It only takes a moment to be #Cancelled and a lifetime to exact revenge. Kôji Fukada’s A Girl Missing is a slow-paced thriller of crime and punishment.
Ichiko (Mariko Tsutsui) is a home-care nurse for the matriarch of the Oishi family. Ichiko is an honest and trustworthy worker, and these qualities have endeared her as a close member of the family. So much so, that Ichiko tutors the two granddaughters, Saki (Miyu Ozawa) and Motoko (Mikako Ichikawa).
While the three are together at a diner, Ichiko’s nephew, Tatsuo (Ren Sudo), stops by for a few seconds to give something to his aunt. Soon after, Saki leaves the diner for her cram school classes. That night, Saki never comes home. Long story short, Saki is found days later after being abducted by Tatsuo.
A Girl Missing takes us down two parallel timelines, both following Ichiko as the primary lead of the film. The first timeline is the events that transpire after Saki is found. At Motoko’s insistence, Ichiko lies to Saki’s mother about Tatsuo being her nephew (big mistake), and in a strange twist, Motoko begins to express romantic feelings for Ichiko. When she’s rebuffed, Motoko proceeds to ruin Ichiko’s engagement, job, and personal privacy.

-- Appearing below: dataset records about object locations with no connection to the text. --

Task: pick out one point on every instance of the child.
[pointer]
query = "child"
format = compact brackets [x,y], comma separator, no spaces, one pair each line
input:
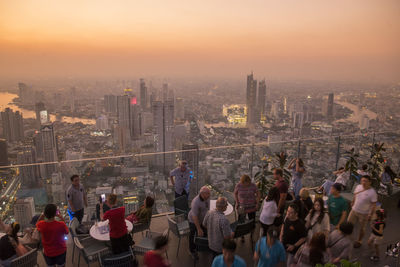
[376,236]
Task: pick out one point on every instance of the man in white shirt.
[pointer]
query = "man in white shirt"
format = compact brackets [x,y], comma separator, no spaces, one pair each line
[363,206]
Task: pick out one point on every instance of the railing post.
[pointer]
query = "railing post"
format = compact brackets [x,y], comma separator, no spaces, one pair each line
[338,153]
[298,148]
[252,161]
[197,168]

“Soon after, Saki leaves the diner…that night, Saki never comes home.”
In the second timeline, set years later, Ichiko stalks a young man, Kazumichi (Sôsuke Ikematsu), and attempts to befriend him and seduce him for an unknown reason.
The publicity for A Girl Missing describes the story as a slow thriller—emphasis on the word “slow.” It’s also a story that is not what you think. From the title, you’d expect A Girl Missing to be about a missing girl. It’s all about the downward spiral of Ichiko’s life. She becomes a secondary victim of the abduction through no fault of her own. She did not know her nephew was a sociopath, and the initial encounter between Tatsuo and Saki took place in a matter of seconds. Then she finds herself manipulated by Motoko and soon becomes her target for cancellation.
The second timeline is what she becomes as a person in the aftermath of her cancellation. Reputation ruined, now an infamous public figure, and her life drastically different; anger and revenge courses through her blood like a cancer. Unable to find justice for being wrong, maybe this is her way of creating justice. We know how this turns out.
A Girl Missing is a hard sell, and I understand why it may turn off most audiences (no, not because of the subtitles). It’s an acquired taste and typical of the slightly quirky and odd character stories coming from Asia. I’m recommending it only because I find what happens to Ichiko in both her predicament and her character arc, utterly fascinating to watch. The downfall of her life is like watching a car crash in slow motion…very slow motion. What she ultimately becomes is told as a fresh and unique character arc. If you give it a chance, you feel nothing but pity for Ichiko and remorse at the very end.
"…what she becomes as a person in the aftermath of her cancellation."